O combate à corrupção foi um eixo central da agenda da direita em meados do século XX, cujo legado ainda insiste em querer pautar os rumos do país
A direita brasileira sempre teve dificuldade em incorporar demandas populares ligadas ‘a inclusão política ou socio-econômica. Assim, frente ‘a sua dificuldade estrutural em angariar votos, setores oligárquicos tradicionais reiteradamente recorreram a meios golpistas a fim de manter o controle do Estado. A única exceção a esse quadro ocorreu quando temas ligados aos setores médios, como a corrupção, foram apresentados como de interesse universal. Se isso ocorreu de maneira explícita nos últimos anos, foi também um eixo central da agenda da direita em meados do século XX, especialmente sob os auspícios da União Democrática Nacional (UDN), cujo legado, com suas permanentes metamorfoses, insiste em querer pautar os rumos do país.
Criada no final da Segunda Guerra, a UDN foi o maior partido direitista com apelo popular da história recente brasileira. Com quadros intelectualmente qualificados e lideranças influentes, o partido impactou a opinião pública de tal modo que mesmo não tendo formalmente a Presidência, foi capaz de pautar a agenda política, especialmente na dimensão econômica, dos governos Dutra, Café Filho e Jânio Quadros.
Ancorada, em grande parte, na figura carismática de Carlos Lacerda, o político direitista de maior apelo popular do período, a agenda moralista, tecnocrática e economicamente (neo)liberal do partido, assim como a retórica agressiva e midiática de uma cruzada anticorrupção (e antipopular), foram tão ampla e efetivamente propagadas que o termo Udenismo se tornou algo maior do que o próprio partido. De fato, após o Golpe empresarial-militar de 1964, a agenda Udenista ajudou a pautar muitas das reformas antissociais do regime, sobretudo em seus primeiros anos.

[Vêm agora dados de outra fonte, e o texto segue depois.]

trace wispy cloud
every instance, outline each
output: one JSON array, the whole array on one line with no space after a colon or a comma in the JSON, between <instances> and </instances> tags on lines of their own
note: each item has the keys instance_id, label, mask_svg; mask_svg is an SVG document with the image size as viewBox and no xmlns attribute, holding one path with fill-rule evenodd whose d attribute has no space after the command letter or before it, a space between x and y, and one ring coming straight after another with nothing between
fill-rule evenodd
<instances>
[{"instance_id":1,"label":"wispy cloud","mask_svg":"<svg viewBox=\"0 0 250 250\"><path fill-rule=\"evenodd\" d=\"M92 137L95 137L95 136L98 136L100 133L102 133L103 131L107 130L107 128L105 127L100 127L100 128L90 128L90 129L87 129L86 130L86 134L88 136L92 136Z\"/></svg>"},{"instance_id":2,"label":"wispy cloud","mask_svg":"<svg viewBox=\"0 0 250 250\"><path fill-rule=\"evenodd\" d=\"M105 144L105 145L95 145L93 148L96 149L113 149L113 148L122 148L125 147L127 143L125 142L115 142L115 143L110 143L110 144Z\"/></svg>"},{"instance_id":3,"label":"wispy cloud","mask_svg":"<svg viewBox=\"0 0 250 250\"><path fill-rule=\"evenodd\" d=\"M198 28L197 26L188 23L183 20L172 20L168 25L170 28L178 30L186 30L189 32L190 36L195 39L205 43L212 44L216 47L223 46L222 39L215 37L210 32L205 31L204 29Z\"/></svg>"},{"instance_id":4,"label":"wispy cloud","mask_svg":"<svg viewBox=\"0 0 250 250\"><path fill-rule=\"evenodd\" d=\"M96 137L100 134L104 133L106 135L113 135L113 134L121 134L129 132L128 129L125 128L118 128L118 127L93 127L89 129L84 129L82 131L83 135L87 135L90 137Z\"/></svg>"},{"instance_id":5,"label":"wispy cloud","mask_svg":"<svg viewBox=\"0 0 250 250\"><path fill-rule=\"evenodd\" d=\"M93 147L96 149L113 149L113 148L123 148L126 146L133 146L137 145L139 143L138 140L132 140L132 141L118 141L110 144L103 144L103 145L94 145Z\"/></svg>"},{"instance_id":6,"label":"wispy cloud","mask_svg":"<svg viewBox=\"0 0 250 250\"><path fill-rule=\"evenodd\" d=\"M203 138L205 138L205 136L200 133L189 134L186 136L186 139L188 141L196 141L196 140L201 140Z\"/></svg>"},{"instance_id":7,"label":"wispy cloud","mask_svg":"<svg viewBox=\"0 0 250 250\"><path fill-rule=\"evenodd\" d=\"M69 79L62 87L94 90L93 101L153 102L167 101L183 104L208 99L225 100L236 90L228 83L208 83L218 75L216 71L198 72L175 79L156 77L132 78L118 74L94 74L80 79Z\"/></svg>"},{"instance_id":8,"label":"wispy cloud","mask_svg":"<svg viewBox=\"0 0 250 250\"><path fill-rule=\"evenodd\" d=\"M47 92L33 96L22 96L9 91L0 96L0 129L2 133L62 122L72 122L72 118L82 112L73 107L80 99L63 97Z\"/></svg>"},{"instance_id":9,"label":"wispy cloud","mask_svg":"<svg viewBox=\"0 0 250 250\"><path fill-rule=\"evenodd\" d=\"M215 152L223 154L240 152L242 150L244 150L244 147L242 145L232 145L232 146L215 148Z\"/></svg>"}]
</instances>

Ainda que a própria ditadura acabaria por manter muito da lógica desenvolvimentista da era Vargas, em uma das mais fortes ironias da história recente do país, a agenda antipopular, de viés gerencial, e especialmente o discurso anticorrupção reemergeriam de maneira contundente no processo de transição política dos anos 80, em figuras autoritárias quixotescas como Eneas Carneiro e, de maneira mais efetiva, na cruzada anti-marajás do populista de direita Fernando Collor de Mello, melhor síntese da truncada consolidação democrática.
Se o discurso anticorrupção e antipovo ficou mais velado no início do século XXI, nunca chegou a sair totalmente de cena. E se tal narrativa não foi forte suficiente a ponto de tirar da presidência o maior líder da história do país, em meados de 2006, como chegou a ocorrer com Vargas em 1954, quando o país se encontrava com maiores dificuldades econômicas e sob uma liderança que, em parte, assumiu o próprio discurso gerencial da direita, em meados de 2015, e sob um verdadeiro conluio midiático sem precedente, o país foi engolfado pela mais recente versão do Udenismo, o salvacionismo tecnocrático, antipovo e autoritário da Operação Lava Jato.

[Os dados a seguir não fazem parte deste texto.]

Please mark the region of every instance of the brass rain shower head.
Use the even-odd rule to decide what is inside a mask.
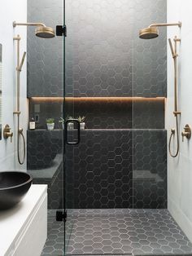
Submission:
[[[153,39],[159,36],[157,27],[178,26],[181,27],[181,22],[178,23],[156,23],[151,24],[148,28],[139,30],[139,38],[142,39]]]
[[[37,27],[35,34],[41,38],[53,38],[55,37],[55,31],[50,27]]]
[[[35,26],[37,27],[35,34],[41,38],[55,38],[55,31],[50,27],[46,27],[43,23],[17,23],[13,22],[13,27],[15,26]]]
[[[153,39],[159,36],[157,28],[145,28],[139,30],[139,38],[142,39]]]

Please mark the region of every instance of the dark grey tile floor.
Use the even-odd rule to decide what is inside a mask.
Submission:
[[[63,255],[63,223],[48,217],[42,255]],[[167,210],[68,212],[67,254],[192,255],[192,245]]]

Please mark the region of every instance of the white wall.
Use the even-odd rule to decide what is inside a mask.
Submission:
[[[181,131],[185,124],[192,126],[192,1],[168,0],[168,22],[182,22],[182,27],[168,29],[168,38],[175,35],[181,38],[179,47],[179,110],[180,154],[172,158],[168,153],[168,210],[180,227],[192,241],[192,139],[181,139]],[[170,129],[176,127],[173,117],[173,62],[168,45],[168,140]]]
[[[26,51],[26,28],[13,29],[12,22],[27,20],[27,1],[10,0],[2,1],[0,8],[0,43],[2,44],[2,126],[8,124],[14,133],[13,142],[10,139],[0,140],[0,171],[11,170],[26,170],[25,164],[20,166],[17,162],[16,152],[16,117],[13,115],[15,110],[15,65],[16,48],[13,37],[20,34],[21,37],[21,55]],[[26,60],[23,67],[20,79],[21,91],[21,121],[26,138],[28,124],[28,108],[26,99]]]

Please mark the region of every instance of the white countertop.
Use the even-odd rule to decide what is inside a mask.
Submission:
[[[32,185],[20,204],[12,209],[0,210],[0,256],[11,249],[11,245],[22,236],[46,190],[47,185]]]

Se em 2018, a deterioração da institucionalidade democrática, e mesmo do Estado de Direito, em grande parte fruto das ações da Lava Jato, foi de tal monta que uma figura tão aberrante como Bolsonaro se tornou o veículo da vez para canalizar tais demandas e narrativa, parece certo que essa não era efetivamente a opção preferencial das oligarquias financeiras, agrárias, midiáticas e mercantis. E é por isso que agora tais grupos se mobilizam para apresentar, Sérgio Moro, versão pastiche e diminuta de um Carlos Lacerda, como o novo cruzado que virá, dessa vez de maneira efetiva, resgatar-nos de todos os impulsos populistas que insistem em desviar o curso histórico normal da terra de Cabral, como nação de matriz econômica agro-exportadora, socialmente excludente e politicamente hierárquica. Se Moro será capaz de se viabilizar eleitoralmente como tal instrumento é algo ainda incerto. O que parece claro é que foi no Udenismo que nossas oligarquias encontraram a forma de sobreviver em um contexto de democracia de massas.
Nos últimos anos, tais procedimentos, combinados com o golpismo que lhes é caraterístico, foram efetivos na consecução de seus objetivos de manter o controle do poder político e econômico do país. E se foi, em grande, por causa da agenda e estilo udenistas que milhões votaram em Bolsonaro, é possível que um candidato ainda visto por muitos como o maior representante da suposta luta anticorrupção consiga reaglutinar os ventos udenistas, hoje um pouco mais dispersos, mas que ainda insistem em soprar e a definir os rumos do Brasil no século XXI.
*Rafael R. Ioris é professor de história na Universidade de Denver (EUA).